December 20 in LGBTQ History

1955: Frank Kameny is fired from his job as an astronomer in the United States Army’s Map Service in Washington, D.C. because of his homosexuality. A few days later he is blacklisted from seeking federal employment. These events spur Kameny into being a gay rights activist.

December 19 in LGBTQ History

1922: The God of Vengeance opens at the Provincetown Playhouse. The drama, translated from Yiddish and performed in English for the first time, includes the first lesbian scenes on the American stage.

December 18 in LGBTQ History

1982: The Quebec government overwhelmingly approves a measure that gives domestic partners of gays and lesbians legal protection and access to economic benefits previously restricted to straights.

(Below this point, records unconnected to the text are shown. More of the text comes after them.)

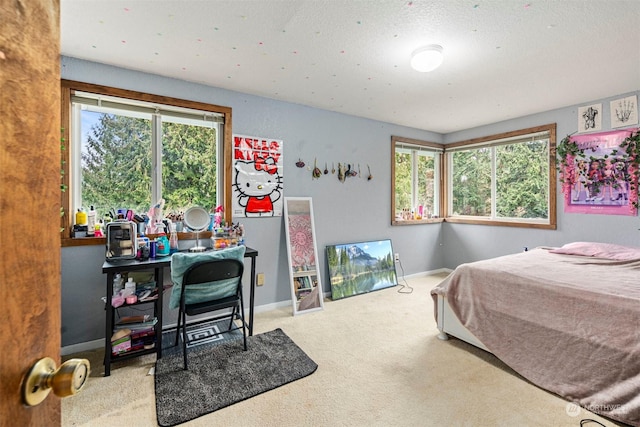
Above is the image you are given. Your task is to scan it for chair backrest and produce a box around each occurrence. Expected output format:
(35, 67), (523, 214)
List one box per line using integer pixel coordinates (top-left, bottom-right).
(181, 258), (244, 300)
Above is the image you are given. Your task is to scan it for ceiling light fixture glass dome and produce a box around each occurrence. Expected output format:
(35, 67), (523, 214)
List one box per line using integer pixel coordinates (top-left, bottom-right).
(411, 44), (444, 73)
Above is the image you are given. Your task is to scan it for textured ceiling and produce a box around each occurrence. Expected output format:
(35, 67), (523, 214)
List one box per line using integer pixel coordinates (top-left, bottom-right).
(61, 0), (640, 133)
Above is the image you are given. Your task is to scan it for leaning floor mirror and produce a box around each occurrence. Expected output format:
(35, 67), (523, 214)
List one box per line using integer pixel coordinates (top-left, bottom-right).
(284, 197), (324, 315)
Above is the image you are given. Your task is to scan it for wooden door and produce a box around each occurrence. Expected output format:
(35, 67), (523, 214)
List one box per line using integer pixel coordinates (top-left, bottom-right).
(0, 0), (60, 426)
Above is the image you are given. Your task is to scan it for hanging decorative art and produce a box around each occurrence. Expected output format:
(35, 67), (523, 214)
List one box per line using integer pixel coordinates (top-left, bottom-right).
(556, 129), (640, 215)
(233, 135), (282, 217)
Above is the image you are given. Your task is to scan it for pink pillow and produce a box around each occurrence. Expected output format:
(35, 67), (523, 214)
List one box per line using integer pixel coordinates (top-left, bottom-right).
(549, 242), (640, 261)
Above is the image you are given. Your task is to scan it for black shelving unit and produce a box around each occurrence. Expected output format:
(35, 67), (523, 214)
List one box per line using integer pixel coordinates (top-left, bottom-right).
(102, 257), (169, 377)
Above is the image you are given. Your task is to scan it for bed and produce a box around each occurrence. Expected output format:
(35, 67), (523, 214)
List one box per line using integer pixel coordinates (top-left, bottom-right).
(431, 242), (640, 426)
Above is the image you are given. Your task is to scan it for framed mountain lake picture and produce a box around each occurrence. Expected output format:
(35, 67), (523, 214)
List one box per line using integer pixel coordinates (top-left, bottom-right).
(326, 239), (398, 300)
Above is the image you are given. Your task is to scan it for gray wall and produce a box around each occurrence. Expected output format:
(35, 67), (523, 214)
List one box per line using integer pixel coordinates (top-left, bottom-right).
(61, 57), (444, 347)
(61, 57), (640, 347)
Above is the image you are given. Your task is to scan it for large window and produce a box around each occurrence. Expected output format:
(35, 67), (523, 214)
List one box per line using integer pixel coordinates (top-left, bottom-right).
(446, 125), (556, 228)
(391, 136), (443, 225)
(391, 124), (556, 229)
(63, 81), (231, 246)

December 16 in LGBTQ History

1983: Mel Brook’s To Be or Not To Be, a remake of the Ernst Lubitsch classic becomes the first mainstream Hollywood film to not only acknowledge Nazi persecution of homosexuals, but also makes it a key plot element.

December 15 in LGTBQ History

1928: Having been published in Paris the previous July, Radclyffe Hall’s The Well of Loneliness, the first major novel in English with an explicitly pro lesbian theme, is published in the U.S. Americans buy more than 20,000 copies of the book within the next month, making it a bestseller.